The Gold Coast team produced three series of print catalogues per year in-line with seasonal range releases. Four separate catalogues for the Men’s and Women’s Garment and Accessories collections were produced for each seasonal release.
The detailed product information and images contained in Billabong’s catalogues was managed in a centralised product database. The data hierarchy was fixed, with product content organised into specific fields.
To produce the catalogues, the production team performed a data merge from the centralised product database into Microsoft Excel, and then imported the Excel data into Adobe InDesign for in-house graphic designers to lay out.
As Billabong’s product data changed with reasonable frequency during catalogue production cycles, the team found the established publishing process inflexible and prone to errors.
The product data could only be imported into InDesign once, with designers then spending considerable time manually applying layout and styles.
It was very difficult to make substantive, but essential, changes to the copy, such as removing a discontinued product, adding a new product, or changing the order for product listings. Seemingly minor changes created flow-on effects that could be extremely time-consuming.
As sales and orders were made from the catalogues, it was also imperative that the product data was 100% accurate.
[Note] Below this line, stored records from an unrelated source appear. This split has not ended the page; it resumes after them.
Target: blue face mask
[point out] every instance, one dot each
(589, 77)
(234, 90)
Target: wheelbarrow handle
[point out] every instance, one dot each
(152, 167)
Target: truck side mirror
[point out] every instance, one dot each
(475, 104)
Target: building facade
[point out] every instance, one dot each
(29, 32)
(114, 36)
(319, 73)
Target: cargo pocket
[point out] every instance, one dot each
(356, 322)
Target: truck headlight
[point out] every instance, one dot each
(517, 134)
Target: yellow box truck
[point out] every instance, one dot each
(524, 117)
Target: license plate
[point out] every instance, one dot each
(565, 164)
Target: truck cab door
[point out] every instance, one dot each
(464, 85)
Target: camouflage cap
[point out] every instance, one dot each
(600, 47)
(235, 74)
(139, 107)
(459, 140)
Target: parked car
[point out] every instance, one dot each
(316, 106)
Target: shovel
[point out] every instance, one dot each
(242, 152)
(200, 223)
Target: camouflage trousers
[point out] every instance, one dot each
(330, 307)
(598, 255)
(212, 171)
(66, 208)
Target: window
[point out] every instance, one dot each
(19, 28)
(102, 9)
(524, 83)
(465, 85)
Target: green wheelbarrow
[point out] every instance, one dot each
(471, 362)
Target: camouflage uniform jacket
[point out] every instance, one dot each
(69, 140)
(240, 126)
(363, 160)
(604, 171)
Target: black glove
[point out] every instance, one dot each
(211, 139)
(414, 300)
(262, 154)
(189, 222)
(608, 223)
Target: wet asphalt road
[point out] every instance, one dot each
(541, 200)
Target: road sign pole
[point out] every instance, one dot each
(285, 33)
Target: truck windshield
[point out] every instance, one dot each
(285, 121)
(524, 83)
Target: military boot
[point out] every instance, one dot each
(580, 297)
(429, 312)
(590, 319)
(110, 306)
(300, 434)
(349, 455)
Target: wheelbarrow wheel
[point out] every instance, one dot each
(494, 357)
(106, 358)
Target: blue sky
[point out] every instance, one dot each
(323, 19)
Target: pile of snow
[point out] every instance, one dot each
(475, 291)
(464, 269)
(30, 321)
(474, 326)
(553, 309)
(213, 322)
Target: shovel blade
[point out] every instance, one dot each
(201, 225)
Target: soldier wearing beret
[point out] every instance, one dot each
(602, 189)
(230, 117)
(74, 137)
The manual updating process was prone to error and required many proof corrections to manage changes in core data.
The solution: Separating product data from catalogue design
Billabong’s production team implemented Typefi in 2008 to automate catalogue composition, which enabled a faster and more efficient publishing workflow.
While product data and images continued to be managed from Billabong’s centralised database, designers worked separately in Adobe InDesign to build the catalogue templates required for each seasonal release.
When content was ready to publish, Typefi automatically populated the pre-prepared design templates with the most up-to-date catalogue data, rendering it as an InDesign file for layout modifications, or as a PDF for proofing and printing.
By 2009, print proofs were available in half the time—from an average of two weeks down to within a week—and the turnaround time on changes to the proofs was also much shorter.
Rhonda Saunders, Project Manager at Billabong, explained that separating product data management from catalogue composition had significant production benefits.
“Typefi has helped us reduce catalogue production timelines and reliance on graphic designers to carry out catalogue composition,” she said.
Improved accuracy and faster production cycles, even for last-minute product updates
As well as delivering speedier production turnaround and increased accuracy, Typefi introduced far greater flexibility into Billabong’s publishing workflow.
If product information changed prior to publication, the data was simply run through Typefi again to generate a new InDesign file for proofing.
This meant that catalogue data could be updated with efficiency and accuracy, keeping the production team right up to date with sales, marketing and design changes and minimising the potential for introducing errors to content during the design process.
“It is so much easier to make significant changes at any stage, like rearranging the order of content or making essential product updates,” Rhonda Saunders said.
“Typefi has delivered the benefits we hoped for—improved accuracy and faster production times.”